O confronto começou ainda durante a leitura do relatório final da CPMI. Na ocasião, Gaspar citou uma fala do ministro Luís Roberto Barroso para rebater críticas de Gilmar Mendes à comissão. A intervenção foi ironizada por Lindbergh, que questionou a condução dos trabalhos. “Isso é um circo ou é um relatório?”, disparou.
A troca de provocações escalou rapidamente. Gaspar respondeu com ironias, enquanto Lindbergh elevou o tom ao chamá-lo de “estuprador”. Em resposta, o deputado alagoano acusou o colega de pertencer ao “submundo do crime”. “Nasceu no pó, continua no pó. Você é acostumado com a bandidagem”, afirmou.

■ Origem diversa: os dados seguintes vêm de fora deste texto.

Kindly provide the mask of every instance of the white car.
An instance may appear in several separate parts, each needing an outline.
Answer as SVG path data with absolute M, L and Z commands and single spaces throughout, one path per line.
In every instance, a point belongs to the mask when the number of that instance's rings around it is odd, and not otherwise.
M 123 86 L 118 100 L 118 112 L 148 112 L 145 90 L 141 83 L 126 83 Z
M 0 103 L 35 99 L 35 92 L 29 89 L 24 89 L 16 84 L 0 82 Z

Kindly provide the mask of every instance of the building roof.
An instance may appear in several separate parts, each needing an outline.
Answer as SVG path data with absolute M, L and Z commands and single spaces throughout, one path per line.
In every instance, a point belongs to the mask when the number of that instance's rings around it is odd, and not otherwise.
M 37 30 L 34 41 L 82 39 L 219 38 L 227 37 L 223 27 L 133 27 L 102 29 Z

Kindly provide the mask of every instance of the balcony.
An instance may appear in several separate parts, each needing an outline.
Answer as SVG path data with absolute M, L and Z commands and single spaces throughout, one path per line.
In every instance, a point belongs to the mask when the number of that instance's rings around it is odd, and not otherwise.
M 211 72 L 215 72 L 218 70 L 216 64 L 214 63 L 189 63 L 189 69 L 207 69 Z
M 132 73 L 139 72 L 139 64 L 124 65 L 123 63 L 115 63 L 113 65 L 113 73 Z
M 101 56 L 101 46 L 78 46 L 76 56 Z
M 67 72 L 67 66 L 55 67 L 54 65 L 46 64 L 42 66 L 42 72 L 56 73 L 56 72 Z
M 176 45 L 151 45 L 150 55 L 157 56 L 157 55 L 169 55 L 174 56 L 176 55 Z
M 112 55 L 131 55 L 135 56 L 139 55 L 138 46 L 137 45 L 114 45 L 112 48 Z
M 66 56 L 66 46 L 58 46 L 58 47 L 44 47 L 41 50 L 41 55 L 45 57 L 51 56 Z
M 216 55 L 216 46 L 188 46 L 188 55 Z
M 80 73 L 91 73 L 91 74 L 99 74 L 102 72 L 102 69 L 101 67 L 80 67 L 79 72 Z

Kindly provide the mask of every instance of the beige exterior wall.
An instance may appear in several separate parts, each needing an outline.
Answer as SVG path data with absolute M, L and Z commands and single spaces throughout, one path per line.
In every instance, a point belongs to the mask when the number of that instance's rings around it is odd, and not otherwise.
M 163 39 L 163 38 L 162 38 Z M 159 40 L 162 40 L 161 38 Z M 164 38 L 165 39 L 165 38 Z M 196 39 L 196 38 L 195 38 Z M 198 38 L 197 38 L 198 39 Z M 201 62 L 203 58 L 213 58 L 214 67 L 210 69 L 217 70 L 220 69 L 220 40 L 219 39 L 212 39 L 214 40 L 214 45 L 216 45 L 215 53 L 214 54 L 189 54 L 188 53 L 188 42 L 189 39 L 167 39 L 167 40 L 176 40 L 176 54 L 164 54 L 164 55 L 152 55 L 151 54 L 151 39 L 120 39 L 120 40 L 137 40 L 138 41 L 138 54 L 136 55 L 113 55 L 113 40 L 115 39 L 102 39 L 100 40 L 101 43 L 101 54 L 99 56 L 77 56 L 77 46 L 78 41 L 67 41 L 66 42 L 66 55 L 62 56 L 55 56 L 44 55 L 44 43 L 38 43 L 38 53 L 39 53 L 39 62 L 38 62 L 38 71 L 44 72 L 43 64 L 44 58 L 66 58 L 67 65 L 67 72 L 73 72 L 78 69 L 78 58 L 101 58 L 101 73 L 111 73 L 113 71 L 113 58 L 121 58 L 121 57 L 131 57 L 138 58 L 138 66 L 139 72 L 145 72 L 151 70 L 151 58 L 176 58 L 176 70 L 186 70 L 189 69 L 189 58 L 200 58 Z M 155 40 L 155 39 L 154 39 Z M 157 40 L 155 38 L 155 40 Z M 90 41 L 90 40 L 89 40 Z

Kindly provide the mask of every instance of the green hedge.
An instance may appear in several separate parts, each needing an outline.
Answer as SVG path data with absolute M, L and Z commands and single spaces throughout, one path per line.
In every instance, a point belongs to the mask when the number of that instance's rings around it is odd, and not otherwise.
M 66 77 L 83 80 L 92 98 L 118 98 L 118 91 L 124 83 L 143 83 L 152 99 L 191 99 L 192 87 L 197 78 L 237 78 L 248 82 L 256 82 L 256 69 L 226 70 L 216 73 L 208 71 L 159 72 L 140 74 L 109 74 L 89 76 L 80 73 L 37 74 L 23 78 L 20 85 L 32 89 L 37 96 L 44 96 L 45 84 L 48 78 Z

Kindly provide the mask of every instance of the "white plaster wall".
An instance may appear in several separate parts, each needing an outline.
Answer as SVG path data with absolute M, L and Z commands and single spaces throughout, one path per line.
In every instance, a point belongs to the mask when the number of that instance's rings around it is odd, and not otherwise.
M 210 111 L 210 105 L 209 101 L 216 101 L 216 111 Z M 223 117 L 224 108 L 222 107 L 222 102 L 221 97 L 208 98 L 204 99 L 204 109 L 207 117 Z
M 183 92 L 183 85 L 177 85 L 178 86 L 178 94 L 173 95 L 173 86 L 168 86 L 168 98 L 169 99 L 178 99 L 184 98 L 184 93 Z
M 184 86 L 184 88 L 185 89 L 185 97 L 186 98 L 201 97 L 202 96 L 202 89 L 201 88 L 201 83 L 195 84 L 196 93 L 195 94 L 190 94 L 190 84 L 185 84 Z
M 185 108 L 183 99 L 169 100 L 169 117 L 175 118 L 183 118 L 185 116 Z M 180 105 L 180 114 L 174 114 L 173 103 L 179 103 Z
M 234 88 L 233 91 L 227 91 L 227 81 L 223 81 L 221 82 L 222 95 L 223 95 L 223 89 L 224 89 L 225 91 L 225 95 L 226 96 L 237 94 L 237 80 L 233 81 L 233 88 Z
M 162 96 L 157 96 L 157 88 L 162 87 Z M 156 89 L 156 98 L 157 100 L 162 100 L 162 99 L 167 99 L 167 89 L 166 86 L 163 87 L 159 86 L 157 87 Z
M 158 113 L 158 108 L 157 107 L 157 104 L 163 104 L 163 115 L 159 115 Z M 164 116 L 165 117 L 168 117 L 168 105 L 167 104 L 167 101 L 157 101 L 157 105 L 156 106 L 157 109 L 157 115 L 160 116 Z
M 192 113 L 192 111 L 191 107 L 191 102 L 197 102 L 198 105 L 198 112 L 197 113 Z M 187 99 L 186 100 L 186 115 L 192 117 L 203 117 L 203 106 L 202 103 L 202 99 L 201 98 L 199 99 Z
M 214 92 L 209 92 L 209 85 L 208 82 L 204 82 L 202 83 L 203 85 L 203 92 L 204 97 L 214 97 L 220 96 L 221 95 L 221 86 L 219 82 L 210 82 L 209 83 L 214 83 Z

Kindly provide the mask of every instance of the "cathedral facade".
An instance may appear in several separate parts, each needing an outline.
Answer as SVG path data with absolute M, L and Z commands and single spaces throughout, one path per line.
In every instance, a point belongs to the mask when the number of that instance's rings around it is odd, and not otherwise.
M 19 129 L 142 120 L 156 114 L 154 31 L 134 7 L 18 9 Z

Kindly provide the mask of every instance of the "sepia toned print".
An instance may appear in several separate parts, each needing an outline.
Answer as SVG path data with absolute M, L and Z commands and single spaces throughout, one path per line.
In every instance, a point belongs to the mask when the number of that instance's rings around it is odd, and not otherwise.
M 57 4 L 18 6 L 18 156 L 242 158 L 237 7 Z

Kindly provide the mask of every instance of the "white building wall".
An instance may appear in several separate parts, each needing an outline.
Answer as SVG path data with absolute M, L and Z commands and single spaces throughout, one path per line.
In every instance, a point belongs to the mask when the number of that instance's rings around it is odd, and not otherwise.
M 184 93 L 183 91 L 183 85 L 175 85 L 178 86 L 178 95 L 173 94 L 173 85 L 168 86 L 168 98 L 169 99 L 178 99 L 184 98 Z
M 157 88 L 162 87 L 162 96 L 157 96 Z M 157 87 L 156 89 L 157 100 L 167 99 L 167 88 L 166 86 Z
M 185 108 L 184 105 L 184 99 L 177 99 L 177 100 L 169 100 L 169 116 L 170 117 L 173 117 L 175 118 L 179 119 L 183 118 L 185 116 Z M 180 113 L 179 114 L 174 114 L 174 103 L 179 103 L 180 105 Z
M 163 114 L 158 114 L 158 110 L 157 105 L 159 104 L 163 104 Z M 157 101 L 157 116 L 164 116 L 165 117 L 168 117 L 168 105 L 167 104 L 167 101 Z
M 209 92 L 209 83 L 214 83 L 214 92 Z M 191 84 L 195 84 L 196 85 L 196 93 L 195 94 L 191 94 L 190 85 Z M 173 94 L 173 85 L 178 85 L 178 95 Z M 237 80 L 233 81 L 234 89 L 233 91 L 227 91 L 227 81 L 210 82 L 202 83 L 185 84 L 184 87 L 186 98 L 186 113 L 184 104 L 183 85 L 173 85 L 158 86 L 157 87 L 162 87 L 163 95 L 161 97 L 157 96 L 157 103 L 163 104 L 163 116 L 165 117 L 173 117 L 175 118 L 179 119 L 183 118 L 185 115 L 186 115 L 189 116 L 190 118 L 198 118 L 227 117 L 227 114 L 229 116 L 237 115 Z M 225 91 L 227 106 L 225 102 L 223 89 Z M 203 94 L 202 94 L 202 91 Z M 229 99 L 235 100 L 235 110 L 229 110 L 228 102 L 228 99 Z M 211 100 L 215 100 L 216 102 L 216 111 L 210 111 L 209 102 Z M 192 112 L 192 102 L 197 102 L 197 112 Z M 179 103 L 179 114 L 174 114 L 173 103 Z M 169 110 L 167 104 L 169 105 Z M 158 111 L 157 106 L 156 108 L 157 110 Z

Após o episódio, Lindbergh concedeu entrevista coletiva ao lado de Soraya, anunciando que pediria à Polícia Federal (PF) a investigação das acusações. Sem citar nomes diretamente, mencionou a existência de denúncias envolvendo crimes graves, como pedofilia, estupro de vulnerável e trabalho escravo.
Soraya, por sua vez, sugeriu que um exame de DNA poderia esclarecer as acusações. “Se não for verdadeira, é simples de resolver”, declarou, ao comentar o caso.